Le projet «Advanced Super Hornet» est basé selon le constructeur Boeing sur le même principe que le F-15 « Silent Eagle ». L’objectif étant de répondre aux besoins anticipés de la crise à des fins de coût-efficacité améliorés concernant des technologies de furtivité. Cette solution permet avec un coût abordable, de répondre aux futurs besoins de survie d’un avion de combat. Tout comme sur le « Silent Eagle », on appliquer une amélioration de la furtivité des revêtements et de la signature radar de l'avion, avec le montage de trappes qui permettent le transport des armes en interne (CFTS). La particularité résident dans le fait, qu’il est possible en fonction de la mission, de choisir entre le transport en interne ou de revenir au transport traditionnelle.

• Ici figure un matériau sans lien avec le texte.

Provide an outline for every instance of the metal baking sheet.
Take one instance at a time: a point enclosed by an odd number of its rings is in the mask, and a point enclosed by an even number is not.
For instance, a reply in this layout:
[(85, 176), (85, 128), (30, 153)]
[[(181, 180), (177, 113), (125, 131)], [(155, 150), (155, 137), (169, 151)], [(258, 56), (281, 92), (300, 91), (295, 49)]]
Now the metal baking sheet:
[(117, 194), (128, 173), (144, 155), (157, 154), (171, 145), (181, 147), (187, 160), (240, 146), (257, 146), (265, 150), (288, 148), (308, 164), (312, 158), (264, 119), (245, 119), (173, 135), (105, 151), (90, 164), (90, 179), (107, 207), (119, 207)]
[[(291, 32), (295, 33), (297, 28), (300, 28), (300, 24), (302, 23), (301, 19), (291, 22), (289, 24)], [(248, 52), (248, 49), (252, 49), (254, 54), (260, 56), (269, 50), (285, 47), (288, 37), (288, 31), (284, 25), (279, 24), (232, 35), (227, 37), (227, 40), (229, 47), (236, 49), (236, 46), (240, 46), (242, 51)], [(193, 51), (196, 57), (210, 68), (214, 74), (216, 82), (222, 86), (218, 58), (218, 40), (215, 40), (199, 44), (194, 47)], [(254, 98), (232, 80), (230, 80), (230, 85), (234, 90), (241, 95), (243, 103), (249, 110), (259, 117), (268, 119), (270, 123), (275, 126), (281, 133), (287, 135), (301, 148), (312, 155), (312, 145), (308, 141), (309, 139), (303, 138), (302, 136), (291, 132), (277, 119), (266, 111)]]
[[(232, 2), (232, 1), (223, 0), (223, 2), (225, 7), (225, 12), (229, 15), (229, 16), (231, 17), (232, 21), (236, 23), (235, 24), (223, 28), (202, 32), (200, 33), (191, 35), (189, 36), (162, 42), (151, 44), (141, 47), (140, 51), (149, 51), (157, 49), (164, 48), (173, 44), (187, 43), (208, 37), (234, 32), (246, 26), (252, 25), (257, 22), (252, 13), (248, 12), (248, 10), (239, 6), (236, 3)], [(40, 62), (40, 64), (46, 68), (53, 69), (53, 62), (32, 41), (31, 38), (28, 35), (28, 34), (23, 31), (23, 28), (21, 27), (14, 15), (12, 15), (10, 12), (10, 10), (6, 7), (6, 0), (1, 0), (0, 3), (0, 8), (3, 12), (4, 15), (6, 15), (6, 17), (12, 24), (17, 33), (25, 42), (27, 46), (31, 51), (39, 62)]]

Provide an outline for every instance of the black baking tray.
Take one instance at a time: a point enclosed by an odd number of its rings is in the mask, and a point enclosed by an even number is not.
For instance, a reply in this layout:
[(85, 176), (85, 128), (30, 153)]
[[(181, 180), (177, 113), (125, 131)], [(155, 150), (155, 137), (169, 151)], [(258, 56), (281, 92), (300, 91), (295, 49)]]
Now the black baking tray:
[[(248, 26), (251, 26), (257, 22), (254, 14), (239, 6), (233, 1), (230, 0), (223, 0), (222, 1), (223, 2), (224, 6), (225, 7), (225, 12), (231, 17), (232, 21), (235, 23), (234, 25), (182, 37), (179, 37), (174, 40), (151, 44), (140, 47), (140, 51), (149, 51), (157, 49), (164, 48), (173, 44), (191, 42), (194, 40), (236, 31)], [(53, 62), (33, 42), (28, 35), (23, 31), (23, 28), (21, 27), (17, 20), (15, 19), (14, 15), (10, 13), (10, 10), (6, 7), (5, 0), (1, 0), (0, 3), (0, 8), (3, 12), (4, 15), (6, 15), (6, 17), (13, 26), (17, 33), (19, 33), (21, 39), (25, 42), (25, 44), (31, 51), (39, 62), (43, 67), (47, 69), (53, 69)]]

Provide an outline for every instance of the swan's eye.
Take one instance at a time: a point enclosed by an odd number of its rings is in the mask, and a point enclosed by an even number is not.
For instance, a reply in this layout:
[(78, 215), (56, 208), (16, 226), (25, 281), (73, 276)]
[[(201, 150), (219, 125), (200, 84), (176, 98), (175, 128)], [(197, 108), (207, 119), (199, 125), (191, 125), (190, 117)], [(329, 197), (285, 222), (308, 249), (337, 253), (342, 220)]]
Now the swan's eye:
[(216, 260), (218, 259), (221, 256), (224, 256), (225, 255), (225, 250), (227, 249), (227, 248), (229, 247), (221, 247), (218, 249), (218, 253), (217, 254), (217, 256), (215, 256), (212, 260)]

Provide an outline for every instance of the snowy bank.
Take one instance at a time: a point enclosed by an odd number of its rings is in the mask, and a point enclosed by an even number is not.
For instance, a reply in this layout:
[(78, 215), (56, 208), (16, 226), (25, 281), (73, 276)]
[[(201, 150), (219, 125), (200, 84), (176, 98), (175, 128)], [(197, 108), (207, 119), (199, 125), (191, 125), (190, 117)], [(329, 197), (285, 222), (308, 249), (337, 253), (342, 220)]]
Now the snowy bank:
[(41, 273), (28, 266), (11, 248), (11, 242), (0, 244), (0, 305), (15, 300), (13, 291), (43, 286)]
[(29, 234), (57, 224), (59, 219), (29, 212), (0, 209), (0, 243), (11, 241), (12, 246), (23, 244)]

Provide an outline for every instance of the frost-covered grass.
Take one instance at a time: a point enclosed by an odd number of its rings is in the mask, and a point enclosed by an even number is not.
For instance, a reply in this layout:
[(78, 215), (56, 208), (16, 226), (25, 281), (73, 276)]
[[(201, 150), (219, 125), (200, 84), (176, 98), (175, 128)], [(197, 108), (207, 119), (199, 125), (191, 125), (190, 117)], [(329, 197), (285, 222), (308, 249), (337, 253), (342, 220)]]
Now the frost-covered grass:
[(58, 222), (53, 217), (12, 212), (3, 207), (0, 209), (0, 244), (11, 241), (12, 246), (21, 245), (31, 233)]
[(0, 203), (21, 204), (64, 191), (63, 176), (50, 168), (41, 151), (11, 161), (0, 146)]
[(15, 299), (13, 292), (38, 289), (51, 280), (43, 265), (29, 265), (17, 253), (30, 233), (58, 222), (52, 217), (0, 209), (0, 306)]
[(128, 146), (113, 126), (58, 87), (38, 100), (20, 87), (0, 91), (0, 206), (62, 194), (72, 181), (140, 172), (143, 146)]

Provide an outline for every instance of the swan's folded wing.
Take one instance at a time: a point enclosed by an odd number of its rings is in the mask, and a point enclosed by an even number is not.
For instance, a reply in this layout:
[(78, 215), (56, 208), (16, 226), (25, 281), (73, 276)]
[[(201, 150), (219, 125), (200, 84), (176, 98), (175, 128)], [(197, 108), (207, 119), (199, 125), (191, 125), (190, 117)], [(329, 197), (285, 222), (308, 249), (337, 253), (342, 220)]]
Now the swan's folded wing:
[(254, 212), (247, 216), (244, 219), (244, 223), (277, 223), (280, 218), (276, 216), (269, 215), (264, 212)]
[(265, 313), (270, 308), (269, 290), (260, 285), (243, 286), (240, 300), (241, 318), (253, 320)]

Une autre amélioration est l'aérodynamique Digital Flight Control System, qui améliore la fiabilité de l'avion et réduit le poids de la  cellule. L’adoption d’une peinture absorbante sur l’ensemble de la cellule contribue également à la diminution de la signature radar. L’adjonction de réservoirs de carburant supplémentaires sur l’épine dorsale de l’avion en augmente le rayon d’action, permet de supprimer les réservoirs sous le ailes pour de l’armement additionnel, le cas échéant.

Un nouveau système de guerre électronique Digital Electronic Warfare System (DEWS) qui travaille de concert avec le radar Raytheon Electronic Scanning Array (AESA) permet une optimisation des différents capteurs et senseurs.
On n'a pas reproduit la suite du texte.